Reveste-se de particular importância o
momento da morte. A Igreja viveu sempre esta dramática passagem à luz da
ressurreição de Jesus Cristo, que abriu a estrada para a certeza da vida
futura. Temos aqui um grande desafio a abraçar, sobretudo na cultura
contemporânea que, muitas vezes, tende a banalizar a morte até reduzi-la a
simples ficção ou a ocultá-la. Ao contrário, a morte há de ser enfrentada e
preparada como uma passagem que, embora dolorosa e inevitável, é cheia de
sentido: o ato extremo de amor para com as pessoas que se deixam e para com
Deus a cujo encontro se vai. Em todas as religiões, o momento da morte – como
aliás o do nascimento – é acompanhado por uma presença religiosa. Nós vivemos a
experiência das exéquias como uma oração cheia de esperança
para a alma da pessoa falecida e para dar consolação àqueles que sofrem a
separação da pessoa amada.
Estou
convencido de que há necessidade, na pastoral animada por uma fé viva, de
tornar palpável como os sinais litúrgicos e as nossas orações são expressão da
misericórdia do Senhor. É Ele próprio que oferece palavras de esperança, porque
nada nem ninguém poderá separar-nos jamais do seu amor (cf. Rm 8, 35.38-39). A partilha deste momento
pelo sacerdote é um acompanhamento importante, porque lhe permite viver a
proximidade à comunidade cristã no momento de fraqueza, solidão, incerteza e
pranto.
16.
Termina o Jubileu e fecha-se a Porta Santa. Mas a porta da misericórdia do
nosso coração permanece sempre aberta de par em par. Aprendemos que Deus Se
inclina sobre nós (cf. Os 11, 4), para que também nós possamos
imitá-Lo inclinando-nos sobre os irmãos. A saudade que muitos sentem de
regressar à casa do Pai, que aguarda a sua chegada, é suscitada também por
testemunhas sinceras e generosas da ternura divina. A Porta Santa, que cruzamos
neste Ano Jubilar, introduziu-nos no caminho
da caridade, que somos chamados a percorrer todos os dias com fidelidade e
alegria. É a estrada da misericórdia que torna possível encontrar tantos irmãos
e irmãs que estendem a mão para que alguém a possa agarrar a fim de caminharem
juntos.
Querer
estar perto de Cristo exige fazer-se próximo dos irmãos, porque nada é mais
agradável ao Pai do que um sinal concreto de misericórdia. Por sua própria
natureza, a misericórdia torna-se visível e palpável numa ação concreta e
dinâmica. Uma vez que se experimentou a misericórdia em toda a sua verdade,
nunca mais se volta atrás: cresce continuamente e transforma a vida. É, na
verdade, uma nova criação que faz um coração novo, capaz de amar plenamente, e
purifica os olhos para reconhecerem as necessidades mais ocultas. Como são
verdadeiras as palavras com que a Igreja reza na Vigília Pascal, depois da
leitura da narração da criação: «Senhor nosso Deus, que de modo admirável
criastes o homem e de modo mais admirável o redimistes…»![19]

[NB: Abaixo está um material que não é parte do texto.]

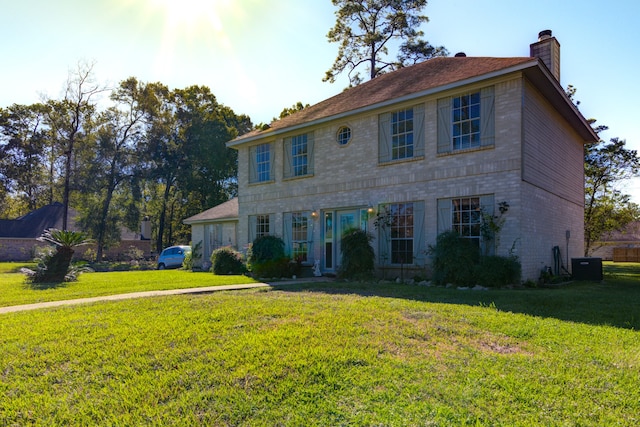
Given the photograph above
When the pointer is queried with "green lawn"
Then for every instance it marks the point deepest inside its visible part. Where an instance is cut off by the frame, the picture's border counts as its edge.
(332, 354)
(15, 291)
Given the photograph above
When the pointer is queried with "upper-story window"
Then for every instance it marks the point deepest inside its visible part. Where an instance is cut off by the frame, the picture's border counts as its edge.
(401, 134)
(260, 163)
(344, 135)
(466, 121)
(298, 151)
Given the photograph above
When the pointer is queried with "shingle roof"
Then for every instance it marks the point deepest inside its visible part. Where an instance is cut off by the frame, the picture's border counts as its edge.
(437, 73)
(224, 211)
(32, 225)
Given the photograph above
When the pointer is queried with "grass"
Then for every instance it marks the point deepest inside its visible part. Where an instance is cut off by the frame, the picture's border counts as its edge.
(332, 354)
(15, 291)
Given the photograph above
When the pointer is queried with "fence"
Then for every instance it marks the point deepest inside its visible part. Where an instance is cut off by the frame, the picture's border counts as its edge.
(626, 254)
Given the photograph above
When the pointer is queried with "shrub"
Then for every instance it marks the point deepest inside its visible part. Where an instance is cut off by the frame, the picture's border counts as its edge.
(496, 271)
(266, 257)
(55, 266)
(454, 259)
(358, 257)
(266, 248)
(227, 261)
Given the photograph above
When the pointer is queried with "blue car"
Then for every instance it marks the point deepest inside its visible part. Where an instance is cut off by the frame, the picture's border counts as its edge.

A misericórdia renova e redime,
porque é o encontro de dois corações: o de Deus que vem ao encontro do coração
do homem. Este inflama-se e o primeiro cura-o: o coração de pedra fica
transformado em coração de carne (cf. Ez 36, 26), capaz de amar, não obstante o
seu pecado. Nisto se nota que somos verdadeiramente uma «nova criação» (Gal 6, 15): sou amado, logo existo; estou
perdoado, por conseguinte renasço para uma vida nova; fui «misericordiado» e,
consequentemente, feito instrumento da misericórdia.
17.
Durante o Ano Santo, especialmente nas «sextas-feiras da misericórdia»,
pude verificar concretamente a grande quantidade de bem que existe no mundo.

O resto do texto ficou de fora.